À ce propos, le premier cas en France a été identifié dans une zone commerciale de la commune de Propriano en Corse, et ce, en dépit de la mise en œuvre, depuis 2014, d’un plan de surveillance et de contrôle phytosanitaire renforcé à la frontière franco-italienne et en dépit de la mobilisation de toute l’Union européenne qui a adopté, le 28 avril 2015, des mesures fortement renforcées et communes à tous les Etats membres. L’Union estime que la bataille contre xyllela ne peut être efficace que si elle est collectivement menée.
Durant les derniers mois, l’Agence européenne de sécurité des aliments (EFSA) a identifié de nouveaux foyers au Portugal. Elle en a été déjà détectée en Espagne, premier pays oléicole.
Cela pour dire que cet insecte peut migrer facilement d’un pays à un autre à la faveur des moyens de locomotion et de la mobilité des personnes.
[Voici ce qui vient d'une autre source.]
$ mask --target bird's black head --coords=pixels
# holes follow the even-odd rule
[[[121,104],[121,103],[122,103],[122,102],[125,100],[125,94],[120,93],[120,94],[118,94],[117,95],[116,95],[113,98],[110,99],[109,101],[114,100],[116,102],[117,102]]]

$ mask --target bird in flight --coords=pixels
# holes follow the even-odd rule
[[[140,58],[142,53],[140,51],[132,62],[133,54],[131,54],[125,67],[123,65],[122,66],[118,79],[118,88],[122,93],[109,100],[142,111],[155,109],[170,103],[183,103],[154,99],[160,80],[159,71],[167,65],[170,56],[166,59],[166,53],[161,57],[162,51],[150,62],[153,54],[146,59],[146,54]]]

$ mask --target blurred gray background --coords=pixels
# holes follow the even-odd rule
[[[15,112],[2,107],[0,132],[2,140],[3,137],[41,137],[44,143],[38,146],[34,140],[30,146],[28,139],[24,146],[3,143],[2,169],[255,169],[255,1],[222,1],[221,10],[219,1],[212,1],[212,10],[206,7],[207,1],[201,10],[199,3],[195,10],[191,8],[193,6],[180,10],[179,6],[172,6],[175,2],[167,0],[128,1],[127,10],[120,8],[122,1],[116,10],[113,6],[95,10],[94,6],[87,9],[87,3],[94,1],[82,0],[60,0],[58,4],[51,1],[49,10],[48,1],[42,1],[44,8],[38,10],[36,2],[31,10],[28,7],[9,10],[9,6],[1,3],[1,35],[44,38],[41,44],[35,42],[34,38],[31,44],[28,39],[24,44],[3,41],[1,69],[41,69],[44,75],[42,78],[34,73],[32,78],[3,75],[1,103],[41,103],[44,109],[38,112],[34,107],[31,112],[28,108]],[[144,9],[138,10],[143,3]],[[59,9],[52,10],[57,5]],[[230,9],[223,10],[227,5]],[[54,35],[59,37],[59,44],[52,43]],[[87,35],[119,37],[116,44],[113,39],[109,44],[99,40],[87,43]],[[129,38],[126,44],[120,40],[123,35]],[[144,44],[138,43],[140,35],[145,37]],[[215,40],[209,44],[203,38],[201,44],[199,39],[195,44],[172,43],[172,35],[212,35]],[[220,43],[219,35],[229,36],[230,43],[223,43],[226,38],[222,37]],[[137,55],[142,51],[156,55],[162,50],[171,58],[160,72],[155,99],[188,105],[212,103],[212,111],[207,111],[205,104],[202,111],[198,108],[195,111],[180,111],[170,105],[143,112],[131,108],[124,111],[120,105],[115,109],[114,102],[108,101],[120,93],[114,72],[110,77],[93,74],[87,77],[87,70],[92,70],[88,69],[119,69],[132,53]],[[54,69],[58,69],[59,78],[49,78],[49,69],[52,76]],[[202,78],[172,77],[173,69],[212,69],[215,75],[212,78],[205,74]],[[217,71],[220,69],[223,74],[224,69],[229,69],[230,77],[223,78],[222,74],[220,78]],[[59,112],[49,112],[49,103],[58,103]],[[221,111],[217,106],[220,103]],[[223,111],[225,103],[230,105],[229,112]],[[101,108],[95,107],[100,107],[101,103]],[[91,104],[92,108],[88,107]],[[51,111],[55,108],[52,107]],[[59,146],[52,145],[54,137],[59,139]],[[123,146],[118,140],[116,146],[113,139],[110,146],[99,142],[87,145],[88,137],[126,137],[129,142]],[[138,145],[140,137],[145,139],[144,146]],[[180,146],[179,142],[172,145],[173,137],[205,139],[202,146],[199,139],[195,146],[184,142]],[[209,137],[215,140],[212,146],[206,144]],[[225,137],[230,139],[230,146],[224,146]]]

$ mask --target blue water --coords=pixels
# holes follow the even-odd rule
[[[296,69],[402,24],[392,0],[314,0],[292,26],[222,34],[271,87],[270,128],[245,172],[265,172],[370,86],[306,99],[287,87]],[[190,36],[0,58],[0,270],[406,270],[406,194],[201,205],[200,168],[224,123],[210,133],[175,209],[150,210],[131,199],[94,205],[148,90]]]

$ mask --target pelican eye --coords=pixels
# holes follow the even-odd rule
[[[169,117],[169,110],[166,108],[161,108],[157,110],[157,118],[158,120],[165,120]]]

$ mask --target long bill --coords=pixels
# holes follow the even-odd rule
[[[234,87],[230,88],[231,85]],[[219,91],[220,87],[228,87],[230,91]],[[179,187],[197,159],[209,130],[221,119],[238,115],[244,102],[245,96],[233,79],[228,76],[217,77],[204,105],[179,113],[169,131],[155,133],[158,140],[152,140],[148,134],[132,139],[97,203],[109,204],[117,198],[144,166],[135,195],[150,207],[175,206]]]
Plus simplement, cette bactérie peut voyager en bateau, en voiture, en avion et par train.
Le risque pour la Tunisie est très élevé
Cela pour dire également que si les européens, forts de leur puissance financière et intransigeance en matière de contrôle phytosanitaire, ne sont pas parvenus à limiter à l’Italie les dégâts occasionnés par la Xyllela, que peut faire un petit pays comme la Tunisie, qui plus est en crise, si jamais cette bactérie tueuse arrive à traverser la Méditerranée.
Moralité de l’histoire : le risque est hélas très élevé d’autant plus que la Tunisie compte une importante colonie en Italie et en Corse. À titre préventif, il serait conseillé de procéder déjà à des prélèvements, d’intensifier le contrôle phytosanitaire aux postes frontaliers et de solliciter, à cette fin, la coopération de l’Union européenne.
Une attention particulière doit être accordée à l’importation de plants que ce soit à titre professionnel ou personnel. Ainsi, des plants de lauriers importés pour fleurir sa maison pourraient être porteurs de la xylella fastidiosa.
La Tunisie pourrait également tirer profit de l’expertise européenne, notamment italienne, en matière de lutte contre cette bactérie. À ce propos, même si aucun remède n’a été mis au point, jusqu’à ce jour, les agronomes italiens ont eu le mérite de découvrir des variétés d’oliviers qui résistent à cette bactérie et d’utiliser des drones pour détecter de manière précoce les parcelles d’oliveraies infectées.
Espérons que le ministère de l’Agriculture est conscient des dégâts que pourrait occasionner la lèpre des oliviers si elle parvient à traverser la Méditerranée.